The third issue that strikes me as worthy of comment is the claim that prime matter should be construed as non-individual. Brower cites a text in support of his view. Here it is, in Brower’s translation:

Two things belong to the notion of an individual — namely, (a) that it is a being in actuality, either in itself or in another (in se vel in alio), and (b) that it is a being divided from all other things which are (or can be) in the same species, though it is undivided in itself. (In sent. 4.12.1.1.3 ad 3; quoted on p. 122)

There are, indeed, many other texts that say similar things. But what is striking about the text is the very next sentence that follows it, not included by Brower:

Therefore, the first principle of individuation is matter, by which there is acquired being (esse) in actuality for any . . . form, whether substantial or accidental; and the secondary principle of individuation is dimension, because by virtue of this, matter is made to be divided.

There is a lot that could be said about this, since (among other things) the teaching is not entirely clear. On the face of it, the linking of matter and individuation seems to tell against Brower’s reading. But, again on the face of it, the last two clauses perhaps support what he says, since it seems that matter requires extension in order to be divided into particulars. The situation is more complex, however, because it turns out that the distinction between the two kinds of matter — with and without extension, or, as Aquinas puts it elsewhere, between designated and undesignated matter — is a distinction between concrete and abstract (this chunk of matter vs. matter as such: see Aquinas, De ente et essentia, ch. 2, passim, not discussed by Brower); and the distinction between concrete and abstract here is not a distinction between individual and non-individual gunk, but between something real and something posited purely for theoretical purposes (see De ente et essentia, ch. 4, passim).

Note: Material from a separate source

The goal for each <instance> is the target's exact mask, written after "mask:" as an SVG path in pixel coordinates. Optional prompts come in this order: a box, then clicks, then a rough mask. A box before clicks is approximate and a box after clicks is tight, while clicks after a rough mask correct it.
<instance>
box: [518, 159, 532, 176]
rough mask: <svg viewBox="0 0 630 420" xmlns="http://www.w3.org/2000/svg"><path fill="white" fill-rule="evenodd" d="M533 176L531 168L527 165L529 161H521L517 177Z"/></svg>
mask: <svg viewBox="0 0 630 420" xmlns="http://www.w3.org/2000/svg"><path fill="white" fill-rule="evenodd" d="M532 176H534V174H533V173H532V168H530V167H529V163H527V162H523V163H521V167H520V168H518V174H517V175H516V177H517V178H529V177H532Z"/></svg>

I do not by any means take these brief comments to provide a refutation of Brower’s reading; on the contrary, what I have said probably supports something distantly akin to his interpretation. But Brower’s discussion would have benefited from a far closer engagement with a much wider range of texts, especially since Aquinas makes some distinctions that are somewhat in the neighborhood of Brower’s, but interestingly and significantly different from his. And this, it seems to me, is true of much of the book. Key parts of the argument rely on very thin evidential support, and this adds to the impression that one is reading Aquinas from the outside, as it were, and not from the inside.

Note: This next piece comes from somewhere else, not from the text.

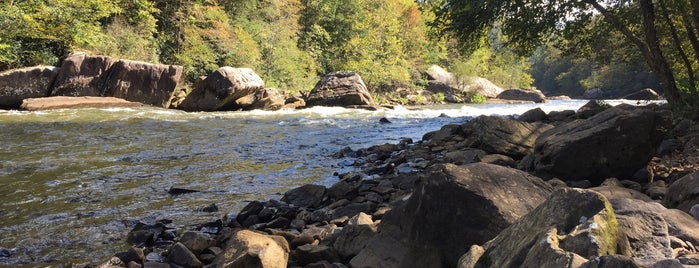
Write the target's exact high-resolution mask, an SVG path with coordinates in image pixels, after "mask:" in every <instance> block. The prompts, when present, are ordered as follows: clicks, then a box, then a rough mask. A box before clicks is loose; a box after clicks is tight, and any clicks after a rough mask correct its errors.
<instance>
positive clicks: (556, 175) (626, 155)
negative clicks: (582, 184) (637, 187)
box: [533, 104, 671, 183]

Having said this, it is nevertheless clear that reflection on Aquinas’s sometimes scattered and unsystematic remarks on topics relevant to questions of material constitution allowed Brower to make this distinctive contribution to contemporary metaphysics. And I think, ultimately, that that is how we should best think of the book. There are (almost) as many references to David Armstrong as there are to Aristotle. Brower’s major dialogue partners are Ned Markosian, Hud Hudson, Kris McDaniel, Mike Rea, Ted Sider, and Dean Zimmerman. It would be fascinating to hear what these analytic metaphysicians would have to say about the theory of material substance adumbrated here by Brower.